Turan Karataş (Prof. Dr. ASBÜ – Ankara)
Profesör. Haza profesör. Gerçekten. Yere sağlam basıyor. Sınırlarını iyi biliyor. Herkese saygılı. Herkesle mesafeli. (Sınırlarını iyi koruyor dedik ya.) Sivaslı Turan. Sivaslı olunca Turan adı daha bir yerli yerinde ve güzel geliyor, insana. Ne güzel. Krem – kahverengi kombiniyle dikkat çekti kafilede. Güzel giyimiyle tabii ki. Kaşkolu da olumlu etkiyi güçlendiriyordu. Şiirmen. Şiir hoca. Şiirli hoca. Şiirci hoca. Şiir üzerine kırk gün kırk gece, herhangi bir şiir üzerine kırk dakika, aralıksız konuşabilir. Yunus Emre üzerine kırk sene. Dolu dolu hem de. Zarif hoca. Ardahan’da Fatma Kevser Hanımın sorduğu ‘Yazarlık Mektebi’ dizaynı sorusuna verdiği cevaplar çok tatmin ediciydi. (Gerçi aynı şeyleri düşünmüyorduk ama olsun farklılıklarımız zenginliğimizdir, diyelim.) Şiir profesörü. Senelerdir uzaktan izlediğimiz, takdir ettiğimiz, sevdiğimiz Turan Karataş’ı, yakından tanımak da iyiydi. (Çoğu aktör, yakından hayal kırıklığıdır, malum.) Takdirimiz de arttı, sevgimiz de.

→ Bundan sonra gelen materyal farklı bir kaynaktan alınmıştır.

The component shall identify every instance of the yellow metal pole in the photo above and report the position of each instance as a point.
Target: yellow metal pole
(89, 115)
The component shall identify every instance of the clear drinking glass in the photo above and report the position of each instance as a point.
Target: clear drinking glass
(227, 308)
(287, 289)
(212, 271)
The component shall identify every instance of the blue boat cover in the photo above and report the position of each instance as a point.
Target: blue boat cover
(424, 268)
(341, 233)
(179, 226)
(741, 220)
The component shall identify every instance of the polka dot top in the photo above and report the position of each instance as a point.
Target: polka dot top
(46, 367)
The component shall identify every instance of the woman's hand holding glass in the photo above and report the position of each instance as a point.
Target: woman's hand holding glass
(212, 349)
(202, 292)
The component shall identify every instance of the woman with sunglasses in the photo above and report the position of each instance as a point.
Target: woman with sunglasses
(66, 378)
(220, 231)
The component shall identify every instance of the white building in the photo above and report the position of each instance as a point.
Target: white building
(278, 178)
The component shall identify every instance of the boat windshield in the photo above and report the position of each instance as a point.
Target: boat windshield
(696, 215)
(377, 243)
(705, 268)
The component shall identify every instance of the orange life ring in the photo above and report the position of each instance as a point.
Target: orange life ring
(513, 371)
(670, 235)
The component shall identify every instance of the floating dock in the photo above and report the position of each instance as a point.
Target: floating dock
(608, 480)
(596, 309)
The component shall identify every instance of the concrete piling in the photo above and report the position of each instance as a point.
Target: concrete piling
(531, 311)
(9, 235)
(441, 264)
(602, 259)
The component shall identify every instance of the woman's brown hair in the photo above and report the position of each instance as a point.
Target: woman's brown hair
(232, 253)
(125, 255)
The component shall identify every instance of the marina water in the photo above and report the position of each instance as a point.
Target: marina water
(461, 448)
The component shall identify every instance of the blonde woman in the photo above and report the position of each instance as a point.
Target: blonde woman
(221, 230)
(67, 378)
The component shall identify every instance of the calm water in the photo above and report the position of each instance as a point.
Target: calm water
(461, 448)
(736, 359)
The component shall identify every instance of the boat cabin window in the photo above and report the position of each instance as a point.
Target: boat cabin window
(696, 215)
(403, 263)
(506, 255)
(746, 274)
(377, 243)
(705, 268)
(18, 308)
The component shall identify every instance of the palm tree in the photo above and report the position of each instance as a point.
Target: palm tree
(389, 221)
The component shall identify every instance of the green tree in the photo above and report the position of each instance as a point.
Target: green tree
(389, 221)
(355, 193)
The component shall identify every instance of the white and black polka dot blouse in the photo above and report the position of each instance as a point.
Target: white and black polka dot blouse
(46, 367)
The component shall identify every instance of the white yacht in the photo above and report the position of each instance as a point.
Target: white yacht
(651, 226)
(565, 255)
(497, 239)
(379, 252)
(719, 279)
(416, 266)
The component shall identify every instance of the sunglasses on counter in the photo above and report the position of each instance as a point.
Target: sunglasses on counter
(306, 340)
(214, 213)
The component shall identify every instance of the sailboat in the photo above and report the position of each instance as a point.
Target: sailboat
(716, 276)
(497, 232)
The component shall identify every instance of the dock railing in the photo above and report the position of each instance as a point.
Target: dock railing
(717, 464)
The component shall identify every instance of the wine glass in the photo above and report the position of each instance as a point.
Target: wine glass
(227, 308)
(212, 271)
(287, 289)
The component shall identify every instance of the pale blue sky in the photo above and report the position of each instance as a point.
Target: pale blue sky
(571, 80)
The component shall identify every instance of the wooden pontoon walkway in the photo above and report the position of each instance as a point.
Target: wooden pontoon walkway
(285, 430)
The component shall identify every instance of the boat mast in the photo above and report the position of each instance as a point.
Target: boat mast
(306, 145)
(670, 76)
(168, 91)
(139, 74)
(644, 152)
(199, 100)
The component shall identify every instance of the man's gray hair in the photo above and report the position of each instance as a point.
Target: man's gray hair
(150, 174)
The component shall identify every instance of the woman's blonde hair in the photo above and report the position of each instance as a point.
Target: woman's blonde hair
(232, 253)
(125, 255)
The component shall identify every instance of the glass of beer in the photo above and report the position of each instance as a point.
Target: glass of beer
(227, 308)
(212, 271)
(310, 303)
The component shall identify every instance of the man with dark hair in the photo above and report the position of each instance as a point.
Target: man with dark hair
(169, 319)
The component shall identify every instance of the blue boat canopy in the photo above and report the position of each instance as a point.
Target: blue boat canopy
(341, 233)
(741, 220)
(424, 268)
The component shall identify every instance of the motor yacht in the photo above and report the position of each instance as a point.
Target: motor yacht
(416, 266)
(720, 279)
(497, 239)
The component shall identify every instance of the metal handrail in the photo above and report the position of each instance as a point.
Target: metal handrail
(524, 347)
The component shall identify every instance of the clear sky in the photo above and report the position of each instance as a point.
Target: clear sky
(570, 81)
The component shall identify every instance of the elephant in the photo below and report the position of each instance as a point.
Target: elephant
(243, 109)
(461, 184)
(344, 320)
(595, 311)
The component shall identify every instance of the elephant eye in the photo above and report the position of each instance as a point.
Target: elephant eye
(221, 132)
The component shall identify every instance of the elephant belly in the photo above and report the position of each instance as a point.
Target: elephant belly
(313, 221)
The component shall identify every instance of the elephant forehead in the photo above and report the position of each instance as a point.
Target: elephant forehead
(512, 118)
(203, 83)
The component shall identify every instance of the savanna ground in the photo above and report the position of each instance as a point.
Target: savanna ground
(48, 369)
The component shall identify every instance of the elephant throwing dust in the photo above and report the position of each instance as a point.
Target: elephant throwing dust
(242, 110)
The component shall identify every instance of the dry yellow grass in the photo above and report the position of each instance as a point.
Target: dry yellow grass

Ülker Mavral Bulut (Yazar, Ankara Şubesinden)
Ülker hanım. Ülker kardeş. Ülker abla. (Aynı senenin çocuklarıymışız da kadınların yaşı yavaş ilerlediğinden benim küçüğümdür Ülker.) Yani Ülker kardeşim o benim. Mehmet Ali Bulut’ta eniştemiz. Eniştemizin eşi Ülker Hanım, benim 2010 yılında düzenlediğim Balkan gezisinde de vardı. O zamandan tanırım. (Yine bir gezi düzenle de gidelim, dedi. İnşallah, en kısa zamanda, ben de Balkanları çok özledim, diye cevap verdim.) Fatma Sümer kızımızla beraber kafilemizin iki kadın yazarından biriydi. (Niye beş – altı kadın yazar yoktu ki? Neyse, karışmayalım her işe.) Kafile boyunca iyi diyalog kurduğum kişilerdendi Ülker kardeş. Seyyah (seyyahe mi demeliydim) olduğu için devamlı hareketliydi. Gezmeyi, yeni yerler görmeyi, fotoğraflar çektirmeyi seviyor, benim gibi. (Aynı kumaştanız ya.) Benim iyi fotoğrafçı olduğumu fark ettiği andan itibaren, ben çektim çoğu fotoğraflarını. Benimkileri de o. Rengârenk giysileri ile kafilemizi canlandırdı, yorgunluğumuzu da aldı, ne iyi etti. Ak Parti Genel Kurulu’na katılmak için kafileden bir gün önceden ayrılmak zorunda kalan eşi Mehmet Ali Bulut Eniştemiz için onunla ‘bizi terk edeni biz de terk ederiz’ diye slogan bile attık. Trabzon sahilini inleterek hem de. Çorumlu Ülker Mavral. Çorum âşığı Ülker. Mavral Leblebici’sinde ikram ettiği sıcacık leblebiler şahaneydi gerçekten. Çayla beraber çok iyi gitti. Çorum’la ilgili olumlu imgelerden birine vesile olmuş oldu. Sağ olsun. Kervanın en renkli kişisiydi Ülker. Selâm olsun.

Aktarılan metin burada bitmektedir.